The traditional Thai New Year, also known as the world’s biggest water fight, takes place from April 13 to 15, when participants spend some of the hottest days of the year crowding the streets with water guns and spraying water from pickup trucks.
Songkran festivities this year remain largely water-free, with the government prohibiting water splashing and foam parties that made up the bulk of festivities before the pandemic. Traditional celebrations, including pouring water on Buddhist statues or over the hands of the elderly to show respect, have been permitted.
“I usually go out to join the water battles almost every year before COVID-19, like last time I went to Pattaya,” Pype, a 25-year-old employee of an automobile company, told Arab News.
“I miss those activities so hopefully all the activities will be back next year.”

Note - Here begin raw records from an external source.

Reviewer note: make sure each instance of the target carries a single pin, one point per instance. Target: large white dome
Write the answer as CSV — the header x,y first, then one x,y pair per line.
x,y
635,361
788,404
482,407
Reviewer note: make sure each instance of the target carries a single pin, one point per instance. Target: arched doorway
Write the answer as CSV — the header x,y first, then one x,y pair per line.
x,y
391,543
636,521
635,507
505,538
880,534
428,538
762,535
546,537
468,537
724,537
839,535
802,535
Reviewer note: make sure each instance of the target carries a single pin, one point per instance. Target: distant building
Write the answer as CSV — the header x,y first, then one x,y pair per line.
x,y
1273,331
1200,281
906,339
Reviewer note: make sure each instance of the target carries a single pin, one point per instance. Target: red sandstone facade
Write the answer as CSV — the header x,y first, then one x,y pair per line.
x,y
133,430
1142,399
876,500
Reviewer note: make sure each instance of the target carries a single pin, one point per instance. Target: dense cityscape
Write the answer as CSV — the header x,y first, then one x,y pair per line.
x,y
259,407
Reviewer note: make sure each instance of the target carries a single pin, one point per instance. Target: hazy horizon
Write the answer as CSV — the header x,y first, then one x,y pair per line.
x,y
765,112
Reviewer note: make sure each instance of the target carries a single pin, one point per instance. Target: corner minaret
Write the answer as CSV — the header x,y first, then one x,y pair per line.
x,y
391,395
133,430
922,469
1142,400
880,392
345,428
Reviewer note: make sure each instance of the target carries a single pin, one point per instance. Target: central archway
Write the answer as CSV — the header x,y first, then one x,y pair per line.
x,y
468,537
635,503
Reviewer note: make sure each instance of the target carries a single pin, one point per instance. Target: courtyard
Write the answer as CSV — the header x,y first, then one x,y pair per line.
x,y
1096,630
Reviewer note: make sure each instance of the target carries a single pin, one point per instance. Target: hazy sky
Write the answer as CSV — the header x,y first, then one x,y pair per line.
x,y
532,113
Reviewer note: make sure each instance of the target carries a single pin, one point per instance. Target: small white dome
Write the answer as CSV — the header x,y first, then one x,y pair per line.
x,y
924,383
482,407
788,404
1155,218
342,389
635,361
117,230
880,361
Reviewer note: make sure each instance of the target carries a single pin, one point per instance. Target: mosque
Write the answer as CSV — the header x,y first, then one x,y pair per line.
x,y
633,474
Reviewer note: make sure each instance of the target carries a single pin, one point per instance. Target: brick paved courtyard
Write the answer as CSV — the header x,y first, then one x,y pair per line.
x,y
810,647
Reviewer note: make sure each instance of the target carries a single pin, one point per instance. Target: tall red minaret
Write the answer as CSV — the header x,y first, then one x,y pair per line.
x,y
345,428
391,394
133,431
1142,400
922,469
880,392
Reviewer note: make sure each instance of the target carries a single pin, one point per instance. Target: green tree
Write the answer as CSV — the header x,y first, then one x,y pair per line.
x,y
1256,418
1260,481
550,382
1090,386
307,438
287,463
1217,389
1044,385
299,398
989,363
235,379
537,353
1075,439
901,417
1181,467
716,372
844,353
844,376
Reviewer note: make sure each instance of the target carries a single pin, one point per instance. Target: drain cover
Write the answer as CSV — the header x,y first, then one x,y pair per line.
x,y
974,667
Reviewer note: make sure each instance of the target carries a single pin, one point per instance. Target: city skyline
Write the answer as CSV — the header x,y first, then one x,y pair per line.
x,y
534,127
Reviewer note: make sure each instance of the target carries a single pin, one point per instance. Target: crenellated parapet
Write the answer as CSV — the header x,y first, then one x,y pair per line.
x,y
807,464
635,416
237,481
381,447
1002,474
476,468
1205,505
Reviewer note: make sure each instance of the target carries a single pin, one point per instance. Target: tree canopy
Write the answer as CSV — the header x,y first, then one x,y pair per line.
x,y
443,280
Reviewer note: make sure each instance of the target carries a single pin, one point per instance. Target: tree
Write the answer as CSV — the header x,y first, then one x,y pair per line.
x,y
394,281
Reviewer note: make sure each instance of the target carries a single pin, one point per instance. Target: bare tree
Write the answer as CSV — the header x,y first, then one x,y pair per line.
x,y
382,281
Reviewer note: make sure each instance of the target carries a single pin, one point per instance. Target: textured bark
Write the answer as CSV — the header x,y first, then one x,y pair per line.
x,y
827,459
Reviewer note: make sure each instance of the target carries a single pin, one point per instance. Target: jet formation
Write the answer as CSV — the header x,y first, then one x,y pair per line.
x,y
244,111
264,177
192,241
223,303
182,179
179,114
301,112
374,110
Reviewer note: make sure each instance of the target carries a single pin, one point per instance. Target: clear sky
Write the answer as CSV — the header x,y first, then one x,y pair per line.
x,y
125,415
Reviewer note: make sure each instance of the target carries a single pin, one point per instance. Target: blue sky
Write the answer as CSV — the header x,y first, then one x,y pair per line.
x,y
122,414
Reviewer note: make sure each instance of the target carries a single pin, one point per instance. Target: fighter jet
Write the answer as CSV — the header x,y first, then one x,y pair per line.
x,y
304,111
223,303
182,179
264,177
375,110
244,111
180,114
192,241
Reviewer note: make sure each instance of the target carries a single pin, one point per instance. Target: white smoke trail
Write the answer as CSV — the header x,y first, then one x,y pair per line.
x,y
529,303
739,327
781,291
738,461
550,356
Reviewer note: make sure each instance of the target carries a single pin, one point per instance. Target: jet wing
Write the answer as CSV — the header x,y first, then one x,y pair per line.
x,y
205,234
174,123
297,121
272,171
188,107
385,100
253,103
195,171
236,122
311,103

Though some coronavirus restrictions remain in place, officials are encouraging people to visit temples and have organized various cultural shows that usually attract crowds of tourists.

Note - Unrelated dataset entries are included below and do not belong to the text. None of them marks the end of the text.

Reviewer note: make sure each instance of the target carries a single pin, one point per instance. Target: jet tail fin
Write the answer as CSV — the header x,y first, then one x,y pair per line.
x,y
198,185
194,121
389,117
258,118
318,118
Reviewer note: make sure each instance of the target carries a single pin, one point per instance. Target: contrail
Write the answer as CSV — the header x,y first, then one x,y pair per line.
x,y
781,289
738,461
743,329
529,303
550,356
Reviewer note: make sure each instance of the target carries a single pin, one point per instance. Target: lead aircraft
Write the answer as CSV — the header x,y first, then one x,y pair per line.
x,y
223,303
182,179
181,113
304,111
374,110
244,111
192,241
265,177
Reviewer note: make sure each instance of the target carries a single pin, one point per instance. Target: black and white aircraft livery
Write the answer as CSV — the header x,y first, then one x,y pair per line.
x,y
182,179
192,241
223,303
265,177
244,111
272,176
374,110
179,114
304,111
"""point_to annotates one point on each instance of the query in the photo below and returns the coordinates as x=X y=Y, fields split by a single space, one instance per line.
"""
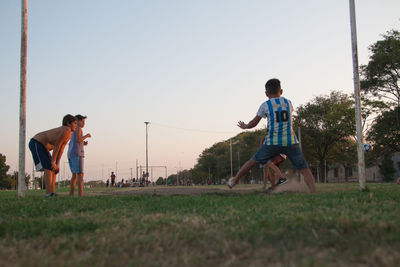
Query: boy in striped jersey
x=280 y=138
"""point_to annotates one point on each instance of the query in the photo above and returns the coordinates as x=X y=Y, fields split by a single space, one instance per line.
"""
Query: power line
x=191 y=130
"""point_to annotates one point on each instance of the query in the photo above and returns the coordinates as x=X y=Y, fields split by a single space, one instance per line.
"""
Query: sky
x=192 y=68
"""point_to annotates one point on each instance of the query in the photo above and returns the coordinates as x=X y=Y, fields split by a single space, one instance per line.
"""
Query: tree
x=385 y=133
x=381 y=76
x=387 y=169
x=328 y=128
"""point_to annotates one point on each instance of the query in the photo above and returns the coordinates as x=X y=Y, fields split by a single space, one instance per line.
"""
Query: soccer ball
x=368 y=147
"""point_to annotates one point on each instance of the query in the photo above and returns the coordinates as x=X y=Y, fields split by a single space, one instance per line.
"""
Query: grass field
x=338 y=226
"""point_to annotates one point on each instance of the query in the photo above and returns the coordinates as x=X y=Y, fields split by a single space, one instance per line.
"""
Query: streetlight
x=147 y=151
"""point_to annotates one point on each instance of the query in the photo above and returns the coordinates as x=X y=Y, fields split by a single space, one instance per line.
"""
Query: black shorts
x=41 y=157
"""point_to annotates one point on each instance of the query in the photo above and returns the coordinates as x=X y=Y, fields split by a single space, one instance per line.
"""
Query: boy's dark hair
x=273 y=86
x=80 y=117
x=68 y=119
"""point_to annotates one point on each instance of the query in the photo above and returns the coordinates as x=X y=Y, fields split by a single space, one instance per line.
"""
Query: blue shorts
x=76 y=164
x=41 y=157
x=293 y=152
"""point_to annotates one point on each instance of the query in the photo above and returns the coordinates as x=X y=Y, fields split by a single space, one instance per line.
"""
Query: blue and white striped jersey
x=279 y=113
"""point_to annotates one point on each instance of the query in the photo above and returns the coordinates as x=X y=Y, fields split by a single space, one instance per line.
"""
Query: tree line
x=327 y=125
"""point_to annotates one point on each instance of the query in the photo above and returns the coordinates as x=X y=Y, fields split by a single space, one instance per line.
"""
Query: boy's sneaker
x=281 y=181
x=50 y=195
x=231 y=182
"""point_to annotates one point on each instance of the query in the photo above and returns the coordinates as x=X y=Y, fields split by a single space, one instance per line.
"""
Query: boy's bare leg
x=80 y=184
x=47 y=179
x=309 y=179
x=266 y=176
x=243 y=171
x=53 y=182
x=73 y=182
x=275 y=169
x=272 y=179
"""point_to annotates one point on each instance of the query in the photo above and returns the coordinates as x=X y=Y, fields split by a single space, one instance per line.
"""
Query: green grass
x=338 y=226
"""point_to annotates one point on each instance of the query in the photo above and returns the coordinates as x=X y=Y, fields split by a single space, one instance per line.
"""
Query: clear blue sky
x=198 y=65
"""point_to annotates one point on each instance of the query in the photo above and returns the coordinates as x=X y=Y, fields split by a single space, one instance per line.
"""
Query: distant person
x=76 y=155
x=52 y=140
x=270 y=175
x=281 y=138
x=112 y=179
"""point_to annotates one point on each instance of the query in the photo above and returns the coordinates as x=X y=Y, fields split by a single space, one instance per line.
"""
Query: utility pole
x=357 y=95
x=22 y=106
x=231 y=157
x=147 y=151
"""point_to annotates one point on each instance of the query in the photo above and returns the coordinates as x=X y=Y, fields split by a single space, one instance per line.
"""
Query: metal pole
x=22 y=106
x=231 y=158
x=299 y=174
x=357 y=95
x=239 y=160
x=147 y=148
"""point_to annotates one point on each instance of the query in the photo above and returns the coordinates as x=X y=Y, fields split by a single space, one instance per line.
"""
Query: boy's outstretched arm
x=251 y=124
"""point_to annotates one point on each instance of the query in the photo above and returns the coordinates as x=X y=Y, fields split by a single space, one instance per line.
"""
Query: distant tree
x=160 y=181
x=6 y=180
x=327 y=126
x=387 y=169
x=385 y=133
x=381 y=76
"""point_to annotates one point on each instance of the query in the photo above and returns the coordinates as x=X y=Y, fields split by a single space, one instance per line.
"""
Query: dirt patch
x=189 y=191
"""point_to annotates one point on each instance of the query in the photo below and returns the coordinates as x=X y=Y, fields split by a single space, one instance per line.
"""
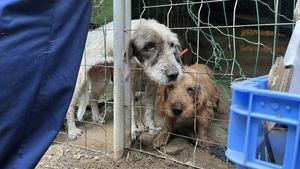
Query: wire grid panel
x=97 y=98
x=237 y=40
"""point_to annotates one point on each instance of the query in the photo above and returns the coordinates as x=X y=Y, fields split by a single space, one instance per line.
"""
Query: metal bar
x=127 y=83
x=119 y=25
x=181 y=4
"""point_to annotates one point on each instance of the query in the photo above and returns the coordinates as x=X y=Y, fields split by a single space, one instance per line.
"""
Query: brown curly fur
x=199 y=96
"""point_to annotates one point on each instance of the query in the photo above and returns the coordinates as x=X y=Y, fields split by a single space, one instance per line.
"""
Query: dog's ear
x=177 y=54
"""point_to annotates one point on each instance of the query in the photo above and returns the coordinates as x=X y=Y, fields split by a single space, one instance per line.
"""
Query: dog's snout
x=172 y=73
x=177 y=108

Prattana Samransuk, who traveled from Bangkok to her family in the country’s east to celebrate Songkran, said there was much enthusiasm in her hometown.
“I can see many people coming out on the street and many cars in Chonburi today. People seem to be excited as there are some activities, even though the government does not allow water splashing,” Samransuk told Arab News.
Because many people return to their hometowns to celebrate Songkran with relatives during the long holiday, the Ministry of Public Health has urged the public to follow disease control measures, as officials expect a surge in COVID-19 cases. The kingdom reported over 23,000 new cases and 106 deaths on Wednesday morning.
“We need to keep some social and economic activities going as well as balancing the disease control measures,” Suwanchai Wattayingcharoenchai, director general of the ministry’s health services department, said.
“It is expected that after Songkran we might find the number of infections increase dramatically … around 50,000 to 100,000 per day,” he added. “So, we need cooperation from everyone.”